Singapore: Fernando Zóbel: Order is Essential

Singapore: Fernando Zóbel: Order is Essential
Installation view of FERNANDO ZÓBEL’s “Order is Essential” at the National Gallery Singapore, 2025. Courtesy National Gallery Singapore.

Fernando Zóbel
Order is Essential
National Gallery Singapore

Born in the Philippines to a prominent Spanish family and raised in Manila and Madrid, Fernando Zóbel (1924–1984) became an artist, a patron of the arts, and a global emissary for modernism. “Fernando Zóbel: Order is Essential” at the National Gallery Singapore (NGS), which featured over 200 paintings, sketches, photographs, and archival items, was Singapore’s first solo exhibition of the artist’s work. Curator Patrick Flores said that Zóbel’s creations are defined by their dynamism, abstraction, and rigor—an aesthetic reflected in the show’s subtitle, “Order is Essential”—a quote from Zóbel that underscores his exacting approach to craft.

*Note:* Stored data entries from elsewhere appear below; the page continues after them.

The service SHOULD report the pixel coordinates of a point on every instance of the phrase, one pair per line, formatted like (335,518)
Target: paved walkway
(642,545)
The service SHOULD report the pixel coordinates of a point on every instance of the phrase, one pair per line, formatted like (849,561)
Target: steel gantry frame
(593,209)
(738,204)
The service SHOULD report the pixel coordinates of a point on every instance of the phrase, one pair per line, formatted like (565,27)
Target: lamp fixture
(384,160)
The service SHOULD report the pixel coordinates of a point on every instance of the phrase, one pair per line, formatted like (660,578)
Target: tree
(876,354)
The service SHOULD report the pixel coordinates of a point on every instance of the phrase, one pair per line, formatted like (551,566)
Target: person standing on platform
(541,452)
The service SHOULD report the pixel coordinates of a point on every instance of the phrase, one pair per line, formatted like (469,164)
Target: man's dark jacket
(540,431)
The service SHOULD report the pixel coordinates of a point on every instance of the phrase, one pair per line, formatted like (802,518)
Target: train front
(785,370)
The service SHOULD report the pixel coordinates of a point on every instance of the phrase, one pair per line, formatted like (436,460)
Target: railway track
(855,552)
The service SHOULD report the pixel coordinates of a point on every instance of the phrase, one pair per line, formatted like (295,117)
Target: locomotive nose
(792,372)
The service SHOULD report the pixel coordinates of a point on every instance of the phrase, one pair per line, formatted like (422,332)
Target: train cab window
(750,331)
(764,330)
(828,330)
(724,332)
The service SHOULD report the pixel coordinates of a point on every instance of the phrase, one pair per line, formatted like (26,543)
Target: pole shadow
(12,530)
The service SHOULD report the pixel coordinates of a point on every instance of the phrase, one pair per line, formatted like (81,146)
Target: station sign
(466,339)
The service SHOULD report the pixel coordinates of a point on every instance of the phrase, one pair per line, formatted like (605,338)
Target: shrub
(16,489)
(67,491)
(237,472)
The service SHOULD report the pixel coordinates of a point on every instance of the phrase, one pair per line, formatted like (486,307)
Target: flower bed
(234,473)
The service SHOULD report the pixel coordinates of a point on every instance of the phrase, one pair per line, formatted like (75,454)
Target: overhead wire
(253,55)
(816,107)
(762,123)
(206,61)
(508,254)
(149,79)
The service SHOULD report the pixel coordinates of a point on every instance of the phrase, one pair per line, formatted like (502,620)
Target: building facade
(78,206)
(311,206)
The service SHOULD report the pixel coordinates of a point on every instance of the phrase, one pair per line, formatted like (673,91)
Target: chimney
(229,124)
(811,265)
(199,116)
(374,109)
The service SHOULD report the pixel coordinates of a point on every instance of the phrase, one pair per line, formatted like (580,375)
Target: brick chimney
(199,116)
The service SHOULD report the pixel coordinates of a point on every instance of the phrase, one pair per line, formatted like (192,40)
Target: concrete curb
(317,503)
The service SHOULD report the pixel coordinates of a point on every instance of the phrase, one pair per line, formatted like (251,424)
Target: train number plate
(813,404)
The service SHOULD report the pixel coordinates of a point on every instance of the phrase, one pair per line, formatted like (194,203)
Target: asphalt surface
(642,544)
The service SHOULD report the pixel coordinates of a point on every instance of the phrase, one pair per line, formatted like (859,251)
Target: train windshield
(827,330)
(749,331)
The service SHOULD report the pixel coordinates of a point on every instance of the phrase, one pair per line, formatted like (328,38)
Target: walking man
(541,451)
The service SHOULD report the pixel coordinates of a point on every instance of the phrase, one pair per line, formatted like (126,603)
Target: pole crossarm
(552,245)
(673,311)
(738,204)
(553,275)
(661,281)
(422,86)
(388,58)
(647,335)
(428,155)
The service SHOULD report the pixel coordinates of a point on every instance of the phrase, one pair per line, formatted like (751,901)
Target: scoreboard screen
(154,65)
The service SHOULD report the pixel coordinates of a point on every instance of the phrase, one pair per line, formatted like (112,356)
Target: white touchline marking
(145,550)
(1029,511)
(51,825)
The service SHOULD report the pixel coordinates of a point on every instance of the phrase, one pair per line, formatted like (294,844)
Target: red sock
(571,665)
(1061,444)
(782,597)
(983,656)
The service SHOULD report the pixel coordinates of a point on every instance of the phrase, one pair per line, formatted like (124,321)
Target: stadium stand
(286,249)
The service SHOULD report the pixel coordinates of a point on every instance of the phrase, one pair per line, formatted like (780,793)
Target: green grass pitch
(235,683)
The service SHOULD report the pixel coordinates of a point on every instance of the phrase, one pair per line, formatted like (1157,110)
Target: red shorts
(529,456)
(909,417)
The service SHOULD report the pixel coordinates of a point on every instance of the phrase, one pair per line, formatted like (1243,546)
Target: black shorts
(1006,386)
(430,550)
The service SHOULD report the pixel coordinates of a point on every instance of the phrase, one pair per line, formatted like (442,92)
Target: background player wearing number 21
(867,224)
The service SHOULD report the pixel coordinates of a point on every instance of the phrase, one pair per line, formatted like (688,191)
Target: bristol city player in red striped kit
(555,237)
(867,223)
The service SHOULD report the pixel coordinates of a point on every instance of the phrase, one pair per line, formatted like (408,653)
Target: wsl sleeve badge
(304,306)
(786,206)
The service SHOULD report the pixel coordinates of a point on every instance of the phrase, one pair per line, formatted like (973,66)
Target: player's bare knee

Two key works hung just inside the entrance. Zóbel’s earliest known painting, Copy of “A Wheatfield with Cypresses” (1889) by Vincent van Gogh (1946), evinces the young painter’s early fascination with expressionism, conveyed through thick impasto that echoes the fluctuations of light and color in a landscape. Nearby was the starkly beautiful El Puente (The Bridge) (1984), Zóbel’s final painting, whose opalescent hues and hazy, shimmering effects transcend the artist’s early dalliance with representational art and mark the poignant conclusion of four decades of creative inquiry. Between these bookends sat a meticulously sketched plan for an abstract work, a reminder of the artist’s defining formal shifts and highly deliberate process.